Color is one aspect that contributes to our appreciation of beauty. The colors of sunrise and sunset attract our attention to the skies at those particular moments in time. Another example is the rainbow, with its spectrum of color that elicits our attention and admiration. Other examples include our choices of clothing, home décor, automobiles, works of art, and many natural objects such as birds and butterflies. The ability to see and distinguish colors requires a complex visual system, working in conjunction with the occipital lobe of the brain.1 Most vertebrates and many invertebrates are able to distinguish colors, and some have enlarged optical lobes that enable impressive visual abilities. Many species rely on color patterns to identify their own species.

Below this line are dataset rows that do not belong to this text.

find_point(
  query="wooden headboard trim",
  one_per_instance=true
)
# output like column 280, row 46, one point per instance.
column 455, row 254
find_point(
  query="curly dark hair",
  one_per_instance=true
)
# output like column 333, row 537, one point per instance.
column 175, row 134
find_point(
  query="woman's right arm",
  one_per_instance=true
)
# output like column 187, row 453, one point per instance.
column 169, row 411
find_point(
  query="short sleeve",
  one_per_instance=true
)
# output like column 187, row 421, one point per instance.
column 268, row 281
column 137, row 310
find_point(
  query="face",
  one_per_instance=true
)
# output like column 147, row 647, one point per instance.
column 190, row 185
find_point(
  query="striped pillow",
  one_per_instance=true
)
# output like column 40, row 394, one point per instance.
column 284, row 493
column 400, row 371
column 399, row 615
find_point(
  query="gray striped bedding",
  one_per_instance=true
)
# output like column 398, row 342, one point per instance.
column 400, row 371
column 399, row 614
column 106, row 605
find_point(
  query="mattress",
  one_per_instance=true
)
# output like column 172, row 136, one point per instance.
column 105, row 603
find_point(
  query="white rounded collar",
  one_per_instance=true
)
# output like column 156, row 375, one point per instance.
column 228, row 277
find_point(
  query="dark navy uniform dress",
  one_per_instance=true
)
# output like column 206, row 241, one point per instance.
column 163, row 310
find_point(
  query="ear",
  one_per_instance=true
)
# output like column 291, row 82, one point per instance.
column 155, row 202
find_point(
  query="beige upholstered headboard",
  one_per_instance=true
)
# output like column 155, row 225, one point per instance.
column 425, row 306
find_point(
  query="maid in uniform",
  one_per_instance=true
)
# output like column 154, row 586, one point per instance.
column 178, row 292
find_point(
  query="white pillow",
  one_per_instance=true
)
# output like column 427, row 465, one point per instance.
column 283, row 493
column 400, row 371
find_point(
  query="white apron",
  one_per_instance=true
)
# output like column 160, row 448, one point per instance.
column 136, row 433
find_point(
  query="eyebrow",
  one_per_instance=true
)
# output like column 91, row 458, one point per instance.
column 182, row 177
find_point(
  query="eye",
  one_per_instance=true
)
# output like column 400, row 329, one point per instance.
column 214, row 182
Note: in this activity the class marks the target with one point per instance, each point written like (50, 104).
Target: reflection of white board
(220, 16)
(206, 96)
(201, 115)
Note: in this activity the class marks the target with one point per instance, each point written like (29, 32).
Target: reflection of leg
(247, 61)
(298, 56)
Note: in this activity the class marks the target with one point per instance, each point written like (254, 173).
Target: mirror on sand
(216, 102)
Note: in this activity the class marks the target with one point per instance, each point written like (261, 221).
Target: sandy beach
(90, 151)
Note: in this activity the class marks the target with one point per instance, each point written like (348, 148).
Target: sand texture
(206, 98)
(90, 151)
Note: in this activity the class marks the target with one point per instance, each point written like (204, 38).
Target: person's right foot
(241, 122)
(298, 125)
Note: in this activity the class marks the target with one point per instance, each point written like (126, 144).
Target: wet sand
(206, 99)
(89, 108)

Yet with the exception of humans, none of these species is known to appreciate color patterns for their beauty.
Form is another aspect of beauty. For example, we tend to appreciate the form of objects that have symmetry. Bilateral symmetry is a part of beauty that is so familiar we may not think about it until we encounter an example that has been damaged. We may admire a horse as it gallops freely across a meadow, but if that same horse has a deformed leg or other damage to its symmetry, we immediately notice the defect.
Other forms of symmetry include radial symmetry and spiral symmetry. These forms also attract our admiration. Radial symmetry occurs when a form has a central axis around which the parts are arranged so that it can be divided into two equal halves in more than one plane. Many flowers have radial symmetry, including roses, daisies, and lilies. Many cnidarians— hydra, jellyfish, sea anemone, and coral—are radially symmetrical. And echinoderms—starfish, sea urchins, and sea cucumbers—typically have five-fold radial symmetry.
Spiral symmetry occurs when the parts are arranged regularly in a rotational pattern around a central axis. If the spiral coils on a plane, the result is planar spiral symmetry, such as is seen in the shell of the chambered nautilus or the fiddleneck pattern of a young fern. If the spiral coils around the central axis, the result is vertical spiral symmetry such as in top shells, augers, and many other gastropod shells. Spiral symmetry is also seen in pine cones and, in a related pattern, the famous helix of DNA. Such symmetry attracts our attention and contributes to our perception of beauty.
Identification of form is a type of pattern recognition that is vital to most metazoan animals— insects, crustaceans, and arachnids. It functions in finding food, identifying potential predators or mates, orientation of motility, identification of location, etc. Thus, all visually oriented multicellular organisms must have brains that facilitate pattern recognition. In mammals, this is accomplished in the cortex.2 Birds do not have a brain cortex but recognize patterns in an area of the brain known as the dorsal ventricular ridge. Despite the fact that pattern recognition is a vital and widespread ability among many types of animals, there is no evidence that animals enjoy beauty for its own sake.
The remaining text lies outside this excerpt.